Voor de beoordeling van wat economisch mogelijk is aan maatregelen tegen de arbeiders heeft de regering niet op het rapport van het CBS gewacht. De beperking van de lonen en de 20 % huurverhoging is reeds aangekondigd, terwijl belastingverhoging niet zal uitblijven. Dagelijks kan men in de bladen lange rijen van winstcijfers der ondernemingen vinden. Het jaar 1964 was een topjaar voor de bourgeoisie. Het jaar 1965 zal het vorige nog overtreffen. Een enkel voorbeeld?
“Unilever vergroot winst eerste kwartaal met 22 procent.” (Volkskrant 13 mei jl.)

Wat willen de ondernemers?

De ondernemers willen een vrijere loonpolitiek. Zij willen meerjarige contracten (zoals bij Philips werd afgesloten) en zij willen alle principiële – structurele – wijzigingen in de bezitsverhoudingen voorkomen.

Wij zijn nimmer voorstanders geweest van de centraal geleide loonpolitiek zoals die door de vakcentrales, met de Stichting van de Arbeid, het College van Rijksbemiddelaars, de SER en de regering is gevoerd.

Wij zijn voorstanders van een loonpolitiek waarbij de vakbonden vaststellen, door middel van eigen waarneming (en niet door het CPB) wat de werkelijke kosten van levensonderhoud zijn. Vervolgens zal voor het bereiken van de minimum eis, dat de minst betaalde arbeider in ieder geval datgene verdient wat hij nodig heeft voor de instandhouding van zijn gezin, strijd moeten worden gevoerd. Dit is een primaire taak van de vakbeweging.
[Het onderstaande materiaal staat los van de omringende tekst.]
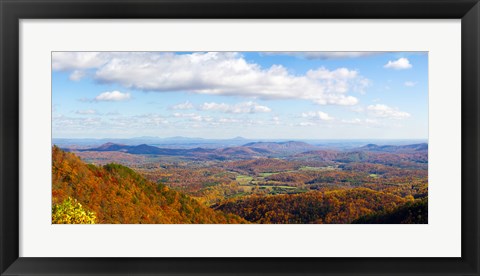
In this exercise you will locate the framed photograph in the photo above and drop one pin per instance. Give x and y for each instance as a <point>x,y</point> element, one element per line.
<point>239,138</point>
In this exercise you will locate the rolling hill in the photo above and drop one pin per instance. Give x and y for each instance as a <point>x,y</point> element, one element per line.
<point>117,194</point>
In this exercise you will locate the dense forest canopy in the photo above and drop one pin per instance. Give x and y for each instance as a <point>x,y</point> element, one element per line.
<point>274,183</point>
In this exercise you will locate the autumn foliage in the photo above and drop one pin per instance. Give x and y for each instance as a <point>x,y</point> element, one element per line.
<point>117,194</point>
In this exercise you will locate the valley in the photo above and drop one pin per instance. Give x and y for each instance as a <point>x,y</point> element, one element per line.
<point>263,181</point>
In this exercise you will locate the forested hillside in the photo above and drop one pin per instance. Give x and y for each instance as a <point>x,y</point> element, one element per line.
<point>116,194</point>
<point>359,205</point>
Het huidige minimumloon van f 110 ligt ver onder de grens van de noodzakelijk te maken kosten van levensonderhoud voor een gezin. De minimumgrens zal naar onze mening honderd vijftig gulden schoon moeten zijn. Van de Gun van het NKV zei onlangs: “Het wezen van de vakbeweging heeft niet de samenwerking met de werkgeversorganisaties ten doel, en ook niet – op de eerste plaats – het algemeen welzijn, maar de behartiging van de belangen van de werknemers.” (Volkskrant 22 april i.l.)
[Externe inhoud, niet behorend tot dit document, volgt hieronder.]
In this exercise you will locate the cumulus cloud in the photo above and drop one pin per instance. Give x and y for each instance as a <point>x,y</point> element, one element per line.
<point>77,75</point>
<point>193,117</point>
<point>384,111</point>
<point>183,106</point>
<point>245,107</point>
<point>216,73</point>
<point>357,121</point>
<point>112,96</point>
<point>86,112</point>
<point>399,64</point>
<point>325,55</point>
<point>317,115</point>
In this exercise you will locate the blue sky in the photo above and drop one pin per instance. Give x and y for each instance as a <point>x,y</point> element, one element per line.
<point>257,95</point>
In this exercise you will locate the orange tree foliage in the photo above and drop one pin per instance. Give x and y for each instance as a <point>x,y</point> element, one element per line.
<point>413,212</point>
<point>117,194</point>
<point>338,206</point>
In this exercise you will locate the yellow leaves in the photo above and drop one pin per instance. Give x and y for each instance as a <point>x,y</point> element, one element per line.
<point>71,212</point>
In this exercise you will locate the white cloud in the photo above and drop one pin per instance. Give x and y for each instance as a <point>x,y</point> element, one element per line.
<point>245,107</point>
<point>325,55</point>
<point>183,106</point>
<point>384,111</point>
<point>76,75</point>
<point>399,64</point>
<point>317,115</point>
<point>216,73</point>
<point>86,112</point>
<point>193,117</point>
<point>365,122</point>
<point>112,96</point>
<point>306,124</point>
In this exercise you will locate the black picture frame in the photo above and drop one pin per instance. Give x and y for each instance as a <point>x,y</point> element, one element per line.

Welnu als dit de mening is van de leidingen van de vakcentrales waarom dan niet de strijd georganiseerd voor een menswaardig minimumloon? Van der Gun die pas geridderd werd op Koninginnedag, is echter niet zo’n zwetser als Kloos. Als de heren iets radicaals zeggen, dan is het alleen om de arbeiders te bedriegen.

Naast de genoemde minimumgarantie voor alle arbeiders van f 150 schoon zal het prijspeil voortdurend in de gaten moeten worden gehouden. Bij iedere stijging van de prijzen zullen de lonen verhoogd moeten worden door een glijdende loonschaal in de collectieve contracten op te nemen. Dit alles betekent niet, dat wij voor alle arbeiders een loon wensen dat momenteel niet hoger dan f 150 zou mogen zijn.

Wij eisen de loonvloer voor allen die minder verdienen dan f 150. In de ondernemingen zal verder per bedrijf onderhandeld moeten worden over de lonen aan de hand van de gegevens uit de boekhouding.

Wij wensen dat de vakbeweging inzage krijgt in de boekhoudingen van de ondernemingen.

Het is deze loonpolitiek die de ondernemers vrezen. Reeds nu hebben zij een antistakingskas opgericht, waaruit betalingen zullen worden gedaan zodra een staking uitbreekt voor een principiële verandering in de eigendomsverhoudingen en het beheer van het bedrijf.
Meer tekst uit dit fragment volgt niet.